The brokerage market in Singapore is dominated by two companies, Propnex which owns Propnex Realty, and APAC Realty which owns ERA Realty in Singapore. Let’s take a look at both companies’ metrics and assess whether they are good investments.
The APAC Realty Group operates three main business segments – real estate brokerage services; franchise arrangements; and training, valuation and other ancillary services. They hold the exclusive ERA regional master franchise for 17 countries in Asia pacific, but they derive most of their revenue from brokerage activities in Singapore. In Singapore, APAC Realty’s real estate brokerage services are operated by its wholly owned subsidiary ERA Realty Network Pte Ltd.
Propnex’s key business segments include real estate brokerage, training, property management and real estate consultancy services,very similar to APAC Realty. Propnex has substantial market share in the residential segments of new project launches. They also implement a franchise concept overseas, and have franchised branches in Malaysia, Vietnam, and Indonesia. However unlike APAC Realty which acquired its master franchise rights from the Realogy Group, Propnex fully owns it’s brand name. They derive most of their revenue from brokerage activities in Singapore as well.
ERA Realty which is a wholly owned subsidiary of APAC Realty, is the second largest brokerage group in Singapore with more than 7,600 agents. They own significant shares of ERA Vietnam (38% stake), ERA Malaysia and ERA Thailand (both 49% stake). They also have franchises throughout most of Asia Pacific but they mostly only contribute in terms of royalties which are small amounts.
Propnex is the largest brokerage group in Singapore with more than 9,000 agents.
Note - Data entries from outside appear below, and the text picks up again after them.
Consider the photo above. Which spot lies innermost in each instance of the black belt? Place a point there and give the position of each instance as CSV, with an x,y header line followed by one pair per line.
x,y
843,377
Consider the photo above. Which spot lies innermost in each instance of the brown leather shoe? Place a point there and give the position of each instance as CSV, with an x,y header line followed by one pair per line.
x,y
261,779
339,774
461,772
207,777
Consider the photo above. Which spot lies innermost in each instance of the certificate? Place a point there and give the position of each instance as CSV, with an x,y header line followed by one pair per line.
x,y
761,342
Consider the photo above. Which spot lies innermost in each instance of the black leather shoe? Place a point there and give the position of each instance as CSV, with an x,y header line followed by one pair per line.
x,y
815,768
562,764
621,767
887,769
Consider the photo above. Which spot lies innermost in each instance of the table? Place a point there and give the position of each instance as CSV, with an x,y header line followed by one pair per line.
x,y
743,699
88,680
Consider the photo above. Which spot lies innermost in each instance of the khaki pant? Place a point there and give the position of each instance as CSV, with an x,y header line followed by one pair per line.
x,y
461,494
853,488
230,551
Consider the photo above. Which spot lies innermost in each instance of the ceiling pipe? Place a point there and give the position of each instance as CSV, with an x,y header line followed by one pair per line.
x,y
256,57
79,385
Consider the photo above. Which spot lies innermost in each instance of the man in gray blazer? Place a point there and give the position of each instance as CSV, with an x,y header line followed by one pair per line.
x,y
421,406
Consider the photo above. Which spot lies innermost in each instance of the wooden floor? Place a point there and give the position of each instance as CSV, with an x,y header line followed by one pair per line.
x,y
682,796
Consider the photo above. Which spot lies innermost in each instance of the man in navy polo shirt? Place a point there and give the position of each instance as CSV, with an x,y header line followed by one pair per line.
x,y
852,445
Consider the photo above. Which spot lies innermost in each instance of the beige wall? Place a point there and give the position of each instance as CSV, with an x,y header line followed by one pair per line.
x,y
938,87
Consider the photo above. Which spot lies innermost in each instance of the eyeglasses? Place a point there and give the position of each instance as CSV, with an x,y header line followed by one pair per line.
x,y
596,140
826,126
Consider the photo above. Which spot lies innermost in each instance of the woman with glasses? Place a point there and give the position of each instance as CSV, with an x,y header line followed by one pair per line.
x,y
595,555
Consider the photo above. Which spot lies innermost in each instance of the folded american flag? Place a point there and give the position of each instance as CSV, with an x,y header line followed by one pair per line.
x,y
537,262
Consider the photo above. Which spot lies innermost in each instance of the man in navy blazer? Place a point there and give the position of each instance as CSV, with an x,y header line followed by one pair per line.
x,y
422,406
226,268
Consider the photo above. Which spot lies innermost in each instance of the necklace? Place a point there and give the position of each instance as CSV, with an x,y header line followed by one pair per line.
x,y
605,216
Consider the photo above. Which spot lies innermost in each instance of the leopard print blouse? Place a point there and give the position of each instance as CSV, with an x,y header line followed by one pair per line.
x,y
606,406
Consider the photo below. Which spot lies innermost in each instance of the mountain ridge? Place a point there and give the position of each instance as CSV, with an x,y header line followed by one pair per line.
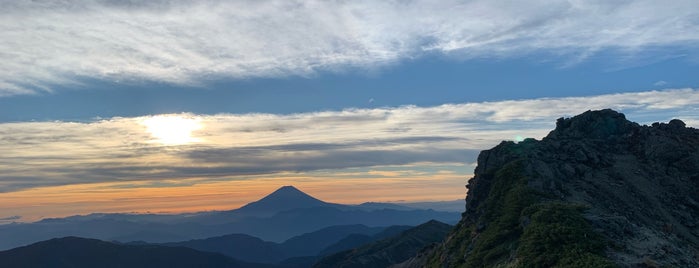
x,y
609,192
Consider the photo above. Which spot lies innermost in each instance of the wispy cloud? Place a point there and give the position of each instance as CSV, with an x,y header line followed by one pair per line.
x,y
226,146
48,43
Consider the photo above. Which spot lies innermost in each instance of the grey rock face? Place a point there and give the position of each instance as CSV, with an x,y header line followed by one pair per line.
x,y
641,183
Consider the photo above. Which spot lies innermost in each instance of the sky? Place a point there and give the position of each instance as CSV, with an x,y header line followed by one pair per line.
x,y
172,106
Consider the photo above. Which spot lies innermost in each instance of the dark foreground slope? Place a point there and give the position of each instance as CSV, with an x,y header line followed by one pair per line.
x,y
598,191
77,252
386,252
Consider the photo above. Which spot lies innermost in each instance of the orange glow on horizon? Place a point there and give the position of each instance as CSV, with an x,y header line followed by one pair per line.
x,y
139,197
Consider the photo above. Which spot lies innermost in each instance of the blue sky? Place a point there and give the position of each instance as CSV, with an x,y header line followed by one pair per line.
x,y
107,95
428,81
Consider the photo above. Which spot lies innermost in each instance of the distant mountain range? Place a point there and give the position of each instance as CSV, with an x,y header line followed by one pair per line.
x,y
388,251
395,243
74,252
279,216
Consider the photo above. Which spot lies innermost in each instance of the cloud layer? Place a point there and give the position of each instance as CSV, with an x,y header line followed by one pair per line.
x,y
48,43
241,146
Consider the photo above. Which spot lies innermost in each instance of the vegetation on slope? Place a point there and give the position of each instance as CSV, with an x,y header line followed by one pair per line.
x,y
519,227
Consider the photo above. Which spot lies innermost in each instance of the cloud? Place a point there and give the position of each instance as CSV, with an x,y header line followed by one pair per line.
x,y
233,146
49,43
660,83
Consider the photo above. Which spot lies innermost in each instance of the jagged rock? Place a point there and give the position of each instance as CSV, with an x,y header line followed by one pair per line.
x,y
637,185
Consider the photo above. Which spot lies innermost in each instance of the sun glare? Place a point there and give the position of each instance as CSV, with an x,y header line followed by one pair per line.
x,y
172,129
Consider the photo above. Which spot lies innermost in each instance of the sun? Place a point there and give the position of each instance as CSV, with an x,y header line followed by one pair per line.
x,y
172,129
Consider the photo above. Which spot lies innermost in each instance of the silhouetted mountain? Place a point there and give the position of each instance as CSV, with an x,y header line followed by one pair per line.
x,y
311,244
393,250
277,217
598,191
282,225
239,246
355,240
283,199
74,252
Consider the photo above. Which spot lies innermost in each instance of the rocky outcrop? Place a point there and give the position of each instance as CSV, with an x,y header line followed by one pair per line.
x,y
598,190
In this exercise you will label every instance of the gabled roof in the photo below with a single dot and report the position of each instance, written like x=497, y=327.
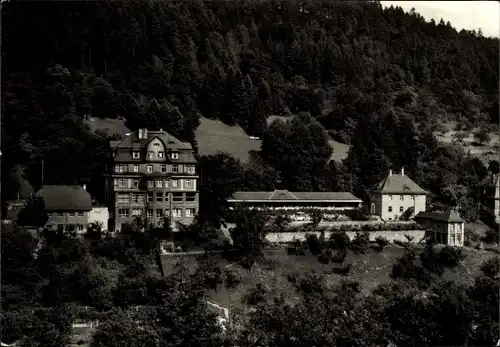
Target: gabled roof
x=449, y=216
x=285, y=195
x=65, y=198
x=491, y=180
x=132, y=141
x=398, y=184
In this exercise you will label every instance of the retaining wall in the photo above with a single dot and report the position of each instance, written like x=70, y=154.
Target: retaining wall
x=390, y=235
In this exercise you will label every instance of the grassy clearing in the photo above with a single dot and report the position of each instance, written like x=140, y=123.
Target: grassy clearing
x=486, y=152
x=214, y=136
x=110, y=126
x=370, y=269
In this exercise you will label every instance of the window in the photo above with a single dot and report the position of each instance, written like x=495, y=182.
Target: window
x=177, y=197
x=123, y=212
x=159, y=197
x=121, y=168
x=138, y=198
x=123, y=198
x=191, y=197
x=177, y=212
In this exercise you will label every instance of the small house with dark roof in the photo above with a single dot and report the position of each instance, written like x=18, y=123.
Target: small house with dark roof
x=68, y=207
x=448, y=227
x=285, y=200
x=395, y=194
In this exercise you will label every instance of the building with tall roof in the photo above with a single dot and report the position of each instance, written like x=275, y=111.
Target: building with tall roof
x=285, y=200
x=448, y=227
x=395, y=194
x=151, y=175
x=67, y=207
x=489, y=194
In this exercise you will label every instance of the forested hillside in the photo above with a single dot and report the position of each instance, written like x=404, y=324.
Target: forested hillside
x=379, y=79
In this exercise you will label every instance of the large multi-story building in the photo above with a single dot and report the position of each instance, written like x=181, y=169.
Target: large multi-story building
x=489, y=194
x=395, y=195
x=152, y=175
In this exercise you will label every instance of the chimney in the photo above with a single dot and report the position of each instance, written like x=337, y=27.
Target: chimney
x=143, y=133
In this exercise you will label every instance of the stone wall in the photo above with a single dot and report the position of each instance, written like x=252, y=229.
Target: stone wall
x=390, y=235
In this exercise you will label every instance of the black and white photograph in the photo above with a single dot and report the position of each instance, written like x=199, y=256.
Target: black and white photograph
x=249, y=173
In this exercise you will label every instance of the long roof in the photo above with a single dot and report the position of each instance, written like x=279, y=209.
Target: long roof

They also hold 25% stake in PropNex Realty Vietnam, and 20% stake in PropNex Realty Sdn. Bhd in Malaysia.
For their Group revenues, we can see that Propnex started from a lower base and caught up with APAC Realty over the years. Propnex’s full year revenue has reached a new high in 2020, while APAC Realty’s full year revenue has been stagnating for the past couple years.
It’s the same story for their net profit after tax. Point to note would be that APAC Realty actually purchased their Toa Payoh property to use as their HQ in June 2018, and are therefore obliged to slowly pay down their property loan over the years, by setting aside an amount of S$2.9m annually. At the moment, cash-on-hand for APAC Realty and Propnex are $35m and $118m respectively. Propnex has an ROE of 35% at the moment, while APAC Realty has an ROE of close to 11%. This shows that Propnex is more efficient at generating profits for investors than APAC Realty.
Based on their annual reports for FY2020, APAC Realty managed to capture 33.3% of the market share based on transaction values, while Propnex being the market leader, took up 48.8% of private new launches, 48.3% of private resale transactions, and 57.3% of HDB resale transactions. These metrics seem reasonable, considering that Propnex and APAC Realty are the largest and second-largest real estate agencies in Singapore today.
Both Companies are embracing technology in order to adapt to changing demands from customers and to stay relevant and operational. APAC Realty invests in proprietary real estate technologies such as Dots Connected which owns and operates UrbanZoom, SoReal Prop, Turning-Point and Fang. Propnex recently acquired a 70% stake in OVVY, an online sales platform for household services. Most of the agents from both agencies also advertise and broker properties on common social platforms such as Youtube, Facebook, and Carousell.
Both APAC Realty and Propnex have declared a dividend payout ratio of 50% of profits. Based on the recent payout for 2020, APAC Realty has paid out 54.3% of profits for 2020, while Propnex paid out 70% of their profits for the year. This translates into a twelve trailing months dividend yield of 3.04% for Propnex based on their share price of S$1.81, and 3.36% for APAC Realty based on their share price of S$0.745.
If we look at their current share prices, APAC Realty is trading at a price of S$0.745, reflecting a PE ratio of 16x, and PS ratio of 0.67. Propnex is trading at a price of S$1.81, with a PE ratio of 18x, and PS ratio of 1.11. We can see here that APAC Realty is trading at cheaper valuations compared to Propnex. However, in terms of performance, Propnex is doing much better than APAC Realty in terms of cash generation and Return On Equity. To conclude, Investors should buy into APAC Realty if they are looking for undervalued plays, while Propnex would attract investors who are looking for quality above all else.